The Q-Voter model was introduced as a generalisation of discrete opinion dynamics models [1].

Here, N individuals hold an opinion ±1. At each time step, a set of q neighbours are chosen and, if they agree, they influence one neighbour chosen at random, i.e. this agent copies the opinion of the group. If the group does not agree, the agent flips its opinion with probability ε.

It is clear that the voter and Sznajd models are special cases of this more recent model (q = 1,ε = 0 and q = 2,ε = 0).

Analytic results for q ≤ 3 validate the numerical results obtained for the special case models, with transitions from a ordered phase (small ε) to a disordered one (large ε). For q > 3, a new type of transition between the two phases appears, which consist of passing through an intermediate regime where the final state depends on the initial condition. We implemented in NDlib the model with ε = 0.


During the simulation a node can experience the following statuses:

Name Code
Susceptible 0
Infected 1


Name Type Value Type Default Mandatory Description
q Model int in [0, V(G)]   True Number of neighbours

The initial infection status can be defined via:

  • fraction_infected: Model Parameter, float in [0, 1]
  • Infected: Status Parameter, set of nodes

The two options are mutually exclusive and the latter takes precedence over the former.
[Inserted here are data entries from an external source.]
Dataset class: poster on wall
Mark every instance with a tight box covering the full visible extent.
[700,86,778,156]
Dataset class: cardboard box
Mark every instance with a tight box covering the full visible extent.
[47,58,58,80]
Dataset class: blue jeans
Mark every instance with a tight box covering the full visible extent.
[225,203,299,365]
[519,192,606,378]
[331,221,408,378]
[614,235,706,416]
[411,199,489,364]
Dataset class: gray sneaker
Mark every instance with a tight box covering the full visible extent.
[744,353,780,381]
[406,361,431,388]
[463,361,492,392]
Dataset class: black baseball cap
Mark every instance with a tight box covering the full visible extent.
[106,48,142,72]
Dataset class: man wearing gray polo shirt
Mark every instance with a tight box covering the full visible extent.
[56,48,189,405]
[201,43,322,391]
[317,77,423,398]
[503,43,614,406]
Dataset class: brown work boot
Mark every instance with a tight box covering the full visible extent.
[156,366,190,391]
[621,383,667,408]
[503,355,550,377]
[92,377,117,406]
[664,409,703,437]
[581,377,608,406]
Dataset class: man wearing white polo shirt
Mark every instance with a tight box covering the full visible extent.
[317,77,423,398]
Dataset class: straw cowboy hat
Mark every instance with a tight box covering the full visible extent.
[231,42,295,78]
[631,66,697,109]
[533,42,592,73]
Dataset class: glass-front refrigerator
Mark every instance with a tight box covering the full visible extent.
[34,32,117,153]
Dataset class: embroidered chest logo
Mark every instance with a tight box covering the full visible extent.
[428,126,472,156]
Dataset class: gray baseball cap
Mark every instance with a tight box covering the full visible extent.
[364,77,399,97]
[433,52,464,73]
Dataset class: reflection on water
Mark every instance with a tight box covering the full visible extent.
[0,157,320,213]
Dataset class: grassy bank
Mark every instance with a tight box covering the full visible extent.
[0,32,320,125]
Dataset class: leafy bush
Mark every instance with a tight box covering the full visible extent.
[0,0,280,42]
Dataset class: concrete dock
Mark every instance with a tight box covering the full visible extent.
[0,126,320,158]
The following class methods are made available to configure, describe and execute the simulation:


class ndlib.models.opinions.QVoterModel.QVoterModel(graph, seed=None)

Node Parameters to be specified via ModelConfig

Parameters:q – the number of neighbors that affect the opinion of a node

Model Constructor

Parameters:graph – A networkx graph object
QVoterModel.set_initial_status(self, configuration)

Set the initial model configuration

Parameters:configuration – a `ndlib.models.ModelConfig.Configuration` object

Reset the simulation setting the actual status to the initial configuration.



Describes the current model parameters (nodes, edges, status)

Returns:a dictionary containing for each parameter class the values specified during model configuration

Specify the statuses allowed by the model and their numeric code

Returns:a dictionary (status->code)

Execute Simulation


Execute a single model iteration

Returns:Iteration_id, Incremental node status (dictionary node->status)
QVoterModel.iteration_bunch(self, bunch_size)

Execute a bunch of model iterations

  • bunch_size – the number of iterations to execute
  • node_status – if the incremental node status has to be returned.
  • progress_bar – whether to display a progress bar, default False

a list containing for each iteration a dictionary {“iteration”: iteration_id, “status”: dictionary_node_to_status}


In the code below is shown an example of instantiation and execution of a Q-Voter model simulation on a random graph: we set the initial infected node set to the 10% of the overall population and the number q of influencing neighbors equals to 5.

import networkx as nx
import ndlib.models.ModelConfig as mc
import ndlib.models.opinions as op

# Network topology
g = nx.erdos_renyi_graph(1000, 0.1)

# Model selection
model = op.QVoterModel(g)
config = mc.Configuration()
config.add_model_parameter("q", 5)
config.add_model_parameter('fraction_infected', 0.1)


# Simulation execution
iterations = model.iteration_bunch(200)
  1. Castellano, M. A. Munoz, and R. Pastor-Satorras, “The non-linear q-voter model,” Physical Review E, vol. 80, p. 041129, 2009.